This practice has been shown to lead to potential misdiagnosis and disparities in healthcare delivery. For this reason, it is increasingly criticized due to the complex and often inaccurate nature of using race as a biological marker, and the potential for racial bias in medical decision-making. Many experts argue that using race as a sole factor to adjust normal ranges is problematic because race is a social construct, not a biological category, and often fails to account for other factors like socioeconomic status, which can significantly impact health outcomes.

While race-based interpretation of pulmonary function tests is still somewhat prevalent, there is a growing movement to phase it out. Major medical organizations, like the American Thoracic Society, now advocate for the use of race-neutral reference equations, significantly reducing reliance on race in PFT interpretation. This shift is largely due to concerns about racial bias and the recognition that using race as a sole factor in lung function assessment is neither accurate nor equitable.

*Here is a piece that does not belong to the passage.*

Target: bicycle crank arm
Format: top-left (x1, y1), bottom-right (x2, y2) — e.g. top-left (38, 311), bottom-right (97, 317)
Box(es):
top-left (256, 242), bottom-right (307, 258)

To give an expert perspective on this topic, we have two guests today:

Dr. Albert Rizzo:
Dr. Meredith McCormack is Professor of Medicine in the Division of Pulmonary and Critical Care at the Johns Hopkins School of Medicine and Environmental Health Services at the Johns Hopkins Bloomberg School of Public Health. Dr. McCormack has clinical expertise in asthma and COPD, as well as pulmonary physiology and pulmonary function testing. She serves as Medical Director of the Johns Hopkins University Pulmonary Function Lab and is the immediate past chair of the American Thoracic Society Committee for Proficiency Standards in Pulmonary Function Testing.

Dr. Albert Rizzo:
We also have with us today Dr. Loretta Quay, Professor of Medicine at Duke University. She serves as Chief of the Division of Pulmonary, Allergy, and Critical Care Medicine and is the current Principal Investigator of the American Lung Association Clinical Research Center Program at Duke. Dr. Quay has clinical expertise in asthma and COPD and is a clinical translational researcher studying mechanisms underlying airway remodeling and airway inflammation in asthma. She also serves on the American Thoracic Society Committee for Proficiency Standards in Pulmonary Function Testing and is an ad hoc member of the National Heart, Lung, and Blood Institute.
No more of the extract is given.